Do Boards Need a Technology Audit Committee?

How much does FedEx, Pfizer, Wachovia, 3Com, Mellon Financial, Shurgard Storage space, Sempra Energy and Proctor & Gamble have in common? What board panel exists for only 10% of public companies but generates 6. 5% higher returns for those companies? What is the only major budget item after salaries and manufacturing equipment? buy ripple with credit card

Technology decisions will outlive the tenure of the management team making those decisions. While the current speed of technological change means that corporate technology decisions are frequent and far-reaching, the outcomes of the decisions-both good and bad-will stay with the organization for a long time. Usually technology decisions are made unilaterally within the Information Technology (IT) group, over which senior management decided to have no insight or oversight. For the Board of the business to perform its duty to exercise business judgment over key decisions, the Plank must have a device for reviewing and helping technology decisions. 

A recent example where this type of oversight might have helped was the Enterprise Reference Planning (ERP) mania of the mid-1990’s. At the time, many businesses were investing tens of huge amount of money (and sometimes hundreds of millions) on ERP systems from SYSTEMS APPLICATIONS AND PRODUCTS (SAP) and Oracle. Often these purchases were justified by executives in Finance, HUMAN RESOURCES, or Operations strongly in favor of their purchase as a method of keeping up with their competitors, who were also installing such systems. CIO’s and line executives often did not give enough thought to the condition exhibiting how to make a successful transition to very complex systems. Alignment of corporate resources and management of organizational change helped bring by these new systems was overlooked, often causing in a crisis. Various billions of dollars were spent on systems that either should not have been purchased at all or were bought ahead of the consumer companies were prepared.

Undoubtedly, no successful medium or large business can be run today without personal computers and the software which enables them useful. Technology also represents one of the only major capital and operating line item for business expenditures, outside of labor and manufacturing equipment. For both of these reasons, Board-level oversight of technology is appropriate at some level.

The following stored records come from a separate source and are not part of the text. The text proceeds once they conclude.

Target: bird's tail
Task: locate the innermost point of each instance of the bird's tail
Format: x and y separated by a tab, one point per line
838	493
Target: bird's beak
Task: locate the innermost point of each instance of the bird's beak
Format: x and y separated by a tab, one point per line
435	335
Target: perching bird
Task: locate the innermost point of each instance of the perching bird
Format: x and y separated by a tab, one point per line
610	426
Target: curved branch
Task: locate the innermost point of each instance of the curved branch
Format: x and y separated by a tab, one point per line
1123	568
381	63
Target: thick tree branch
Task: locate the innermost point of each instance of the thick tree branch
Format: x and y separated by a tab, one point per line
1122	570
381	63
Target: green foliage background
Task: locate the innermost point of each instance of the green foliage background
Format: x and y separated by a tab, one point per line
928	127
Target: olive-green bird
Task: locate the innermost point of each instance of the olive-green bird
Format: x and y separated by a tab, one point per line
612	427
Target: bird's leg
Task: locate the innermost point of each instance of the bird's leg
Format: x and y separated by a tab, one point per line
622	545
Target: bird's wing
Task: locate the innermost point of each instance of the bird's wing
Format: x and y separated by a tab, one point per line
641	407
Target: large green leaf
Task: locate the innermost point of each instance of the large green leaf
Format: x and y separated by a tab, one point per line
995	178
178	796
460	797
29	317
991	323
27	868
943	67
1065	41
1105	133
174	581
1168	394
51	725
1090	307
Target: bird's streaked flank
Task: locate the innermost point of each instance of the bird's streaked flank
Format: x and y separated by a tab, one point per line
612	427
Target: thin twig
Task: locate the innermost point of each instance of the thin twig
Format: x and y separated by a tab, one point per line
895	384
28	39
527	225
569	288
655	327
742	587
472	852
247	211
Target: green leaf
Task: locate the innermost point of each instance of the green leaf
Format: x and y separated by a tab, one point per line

Can your Board of Directors always leave these fundamental decisions solely to the current management team? Most large technology decisions are innately risky (studies have shown less than half deliver on promises), while poor decisions take years to be repaired or changed. Over half the technology investments are not coming back anticipated gains in business performance; Boards are as a result becoming involved in technology decisions. It truly is surprising that only ten percent of the publicly traded organizations contain it Audit Committees as part of their planks. However, those companies enjoy a clear competitive benefit in the form of a compounded twelve-monthly go back 6. 5% higher than their competitors.

Tectonic shifts are under way in how technology is being provided, which the Board needs to understand. IT industry consolidation seriously decreases ideal overall flexibility by undercutting management’s ability to consider competitive options, and it creates potentially dangerous reliance on only a few key suppliers.

The core property of flourishing and enduring business is the capacity to respond or even anticipate the impact of outdoor forces. Technology has become a barrier to organizational agility for several reasons:

o Core musical legacy systems have calcified
u IT infrastructure has failed to come up with changes in the business
o Inflexible IT structure results in a top ratio of IT expenditure on maintenance of existing systems but not enough on new functions
o Short term operational decisions infringe on business’s permanent capability to remain competitive

Traditional Planks lack the skills might the right questions to ensure that technology is considered in the situation of regulatory requirements, associated risk and agility. This is because technology is a comparatively new and fast-growing job. CEOs have been around since god knows when, and financial counselors have been evolving over the past century. But technology is so new, and its cost to release changes dramatically, that the technology profession continues to be ageing. Technologists have worked how the systems are designed and used to solve problems facing the business. Recently, they recognized a need to understand and be mixed up in business strategy. The business leader and the financial leader none have history nor experience utilizing technology and making key technology decisions. The Board needs to be engaged with the management making technology decisions, just as the technology head needs Board support and guidance to make those decisions.